Status: 06.12.2022 12:17 p.m.
Russia is apparently planning to legalize cryptocurrencies again. If Moscow processed its imports of sanctioned goods with virtual money, these would be even easier to conceal.
In fact, the Russian central bank has always been skeptical of cryptocurrencies. It was only in July that the payment of goods and services with virtual money was prohibited by law. However, under the pressure of Western sanctions, a reversal has now set in.
According to information from the State Duma, cryptocurrencies are to be legalized again in the coming year – primarily to mitigate the consequences of Western sanctions. “(Cryptocurrency) can be well used in international payment transactions,” the head of the State Duma’s finance committee, Anatoly Aksakov, said on Monday, according to the daily “Kommersant”. Prime Minister Mikhail Mishustin had already said in September that the responsible authorities would agree on a unified position on this issue by the end of the year.
“Parallel import” to circumvent sanctions
Aksakov has openly stated the reason for this reversal: it is to ensure “parallel import”. This is the official description of importing goods without the express permission of the manufacturer – essentially circumventing Western trade sanctions.

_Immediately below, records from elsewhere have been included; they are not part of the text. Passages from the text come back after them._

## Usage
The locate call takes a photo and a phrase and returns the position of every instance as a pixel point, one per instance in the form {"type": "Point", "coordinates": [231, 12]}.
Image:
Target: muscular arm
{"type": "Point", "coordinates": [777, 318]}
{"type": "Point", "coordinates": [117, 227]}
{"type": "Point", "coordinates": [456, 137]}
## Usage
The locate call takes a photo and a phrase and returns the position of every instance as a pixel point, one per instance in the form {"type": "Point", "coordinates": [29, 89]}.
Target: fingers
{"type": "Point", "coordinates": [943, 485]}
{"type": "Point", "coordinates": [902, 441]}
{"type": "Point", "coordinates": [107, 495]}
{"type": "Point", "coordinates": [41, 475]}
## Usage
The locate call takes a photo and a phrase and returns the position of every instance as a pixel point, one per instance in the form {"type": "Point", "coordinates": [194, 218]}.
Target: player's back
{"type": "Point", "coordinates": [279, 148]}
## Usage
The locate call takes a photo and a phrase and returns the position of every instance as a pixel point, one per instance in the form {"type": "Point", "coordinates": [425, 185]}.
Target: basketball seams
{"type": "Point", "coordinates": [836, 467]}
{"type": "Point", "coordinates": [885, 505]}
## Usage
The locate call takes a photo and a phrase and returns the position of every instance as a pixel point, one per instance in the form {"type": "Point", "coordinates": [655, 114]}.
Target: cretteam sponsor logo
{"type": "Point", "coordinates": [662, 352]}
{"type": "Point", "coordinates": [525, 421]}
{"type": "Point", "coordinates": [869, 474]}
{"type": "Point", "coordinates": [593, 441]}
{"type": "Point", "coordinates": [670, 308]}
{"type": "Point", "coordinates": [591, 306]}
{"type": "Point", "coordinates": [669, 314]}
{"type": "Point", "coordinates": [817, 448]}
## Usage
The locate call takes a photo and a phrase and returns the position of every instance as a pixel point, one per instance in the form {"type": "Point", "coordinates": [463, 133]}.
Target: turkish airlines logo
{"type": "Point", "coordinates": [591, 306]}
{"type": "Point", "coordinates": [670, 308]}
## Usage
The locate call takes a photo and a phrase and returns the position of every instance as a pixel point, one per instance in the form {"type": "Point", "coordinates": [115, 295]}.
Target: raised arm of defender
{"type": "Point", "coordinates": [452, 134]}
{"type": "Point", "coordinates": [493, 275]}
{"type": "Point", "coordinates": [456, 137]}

Parallel import is an essential tool in supplying Russia with goods urgently needed to maintain Russian production. Sanctioned goods are purchased via third countries. In addition to armaments, these are mainly high-tech products and components for the electronics industry such as semiconductor chips, but also machines and systems.
Limited western control options
Trade experts also see a key aspect of their effectiveness in the West’s ability to enforce its sanctions against third countries. But the capacities for control and political influence on many third countries are limited, which suggests that these parallel imports are on a large scale. With the use of cryptocurrencies, it would be even easier to obfuscate these transactions.
Official trade data has not been released in Russia since the summer. According to a recent study by the Kiel Institute for the World Economy (IfW), more goods are arriving at Russian ports despite sanctions – mainly due to Chinese and Turkish deliveries.